Para obter uma visão geral abrangente sobre os desafios enfrentados pelas pessoas deslocadas que trabalhavam na agricultura antes do conflito com o ISIL e que retornaram às suas áreas de origem, sugerimos um resumo analítico, realizado pela IOM Iraq e pela Social Inquiry. O resumo explora a dinâmica e o grau em que os fatores relacionados ao conflito, à economia e ao clima desempenham um papel no declínio da agricultura como meio de subsistência e as implicações dessa mudança para a reintegração sustentável.
A economia agrícola herdada desempenha um papel vital no Iraque, mas a má administração dos recursos piorou a situação, além dos conflitos relacionados ao clima. Um artigo de Safaa Khalaf publicado em agosto de 2023 pela "Fundação Century" discutiu as duas crises mais interligadas de mudança climática e escassez de água.
Os padrões de uso do solo das cidades iraquianas ainda não estão alinhados com os recentes avanços tecnológicos e não são sustentáveis. Uma publicação de 2020 de Nabil T. Ismael e Areej Muhy Abdulwahab analisa o uso atual e futuro da terra, com o objetivo de identificar a lacuna entre os planos tradicionais e os sustentáveis de uso da terra.
Linha do tempo - marcos na governança da terra
Império Babilônico de 1800 a.C.
No reinado de Hamurabi, os registros atestam a existência de diversos tipos de propriedade de terra: tribal, privada e religiosa.
641 d.C. - O período islâmico
O direito de arrendamento de algumas terras foi dividido entre os soldados muçulmanos, enquanto as terras não cultivadas (mwat) foram concedidas às pessoas para a agricultura. Foi introduzido um novo sistema de imposto sobre a terra (karaj).

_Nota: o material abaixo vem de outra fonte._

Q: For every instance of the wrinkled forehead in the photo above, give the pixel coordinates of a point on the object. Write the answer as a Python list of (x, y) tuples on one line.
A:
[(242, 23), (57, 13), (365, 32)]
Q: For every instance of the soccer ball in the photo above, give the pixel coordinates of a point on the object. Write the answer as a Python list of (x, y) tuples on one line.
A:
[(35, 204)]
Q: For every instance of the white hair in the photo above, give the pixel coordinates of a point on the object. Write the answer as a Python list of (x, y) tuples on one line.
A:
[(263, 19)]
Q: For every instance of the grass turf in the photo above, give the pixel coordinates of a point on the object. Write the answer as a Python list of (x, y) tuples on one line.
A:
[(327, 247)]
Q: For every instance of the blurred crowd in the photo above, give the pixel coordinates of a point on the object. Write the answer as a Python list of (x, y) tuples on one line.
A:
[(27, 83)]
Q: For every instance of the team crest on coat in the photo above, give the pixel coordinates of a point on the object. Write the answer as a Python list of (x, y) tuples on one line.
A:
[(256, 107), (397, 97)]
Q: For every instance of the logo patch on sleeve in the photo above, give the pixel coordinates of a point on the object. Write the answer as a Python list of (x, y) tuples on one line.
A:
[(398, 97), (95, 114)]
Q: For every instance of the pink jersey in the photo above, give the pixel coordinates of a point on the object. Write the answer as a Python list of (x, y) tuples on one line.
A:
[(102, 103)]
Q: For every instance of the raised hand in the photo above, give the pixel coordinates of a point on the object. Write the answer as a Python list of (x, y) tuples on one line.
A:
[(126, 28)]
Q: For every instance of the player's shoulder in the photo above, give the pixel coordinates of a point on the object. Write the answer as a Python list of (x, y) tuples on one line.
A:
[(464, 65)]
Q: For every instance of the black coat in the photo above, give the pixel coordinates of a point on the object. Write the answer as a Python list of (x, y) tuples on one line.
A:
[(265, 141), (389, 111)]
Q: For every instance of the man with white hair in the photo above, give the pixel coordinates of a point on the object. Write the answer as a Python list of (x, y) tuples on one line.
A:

1258 d.C. - Período Mongol
Os beduínos do deserto invadiram as terras rurais e criaram um caos em relação ao controle das terras agrícolas com as tribos iraquianas.
1534-1917 - Império Otomano
Início de uma tentativa de reforma agrária. O Registro de Terras foi estabelecido e uma ordem foi emitida para revisar os títulos de terra; foi criado o Sistema Tabu (título de propriedade), o departamento responsável pelo registro de imóveis. Os sistemas fundiários apoiavam as regras feudais de propriedade de terras, o que deixava muitos(as) camponeses(as) sem terras e propriedades.
1917-1932 d.C. - Período do Mandato Britânico
Após a Primeira Guerra Mundial, o Iraque era um país independente com monarquia constitucional. Declaração nº 24 (1920): estabelecimento de duas diretorias para registro de imóveis. A Lei nº 50 (1932) foi emitida para a Conciliação de Direitos de Terra, na qual novos direitos de terra foram criados (Ameriya, TAPU, Alezma).
1958 - Regime Baathista
O Iraque se torna um país republicano - A Lei de Reforma Agrária foi promulgada para permitir que o governo retirasse as terras dos grandes proprietários, limitando o tamanho da propriedade da terra e permitindo a propriedade coletiva. Uma emenda foi emitida em 1970 para uma nova Lei de Reforma Agrária.
Lei de Registro de Imóveis de 1974, que substituiu o antigo sistema TAPU - Título de Propriedade Permanente Otomano - por um novo documento de Título de Propriedade. Ela criou um sistema aprimorado de emissão de títulos e estabeleceu Departamentos de Registro de Imóveis (RERDs - sigla em inglês)
1974 - Organização Estadual para Recuperação de Solos e Terras (SOSLR - sigla em inglês)
O governo estabeleceu a "SOSLR" para implementar todas as atividades de recuperação de terras, mas ela foi interrompida em 1987 devido à falta de recursos financeiros para a manutenção de drenagens no campo.
1987 - Exploração da costa litorânea
A Lei nº 59 de 1987 regulamentou os tipos de recursos hídricos; foi alterada pela Lei nº 7 de 1990, estabelecendo disciplinas para descargas de enchentes
1987 - Assentamento de terras agrícolas
Lei de 1987 para a construção de pequenos sistemas de irrigação administrados por agricultores(as) para manter a administração do sistema.
2009-2020 - Compensação para comunidades deslocadas
Lei sobre indenização (Lei 20 de 2009, Lei 57 de 2015 e Lei 2 de 2020). O governo iraquiano indenizou todos(as) os(as) cidadãos(ãs), inclusive os(as) deslocados(as) internos(as), cujas propriedades foram afetadas por incidentes relacionados à guerra. Artigo da Lei 2 de 2020; o Ministério das Finanças pagará a indenização por meio das províncias em questão para os(as) requerentes bem-sucedidos(as)/afetados(as) por suas propriedades danificadas com base na aprovação da data da decisão pelo Comitê de Indenização.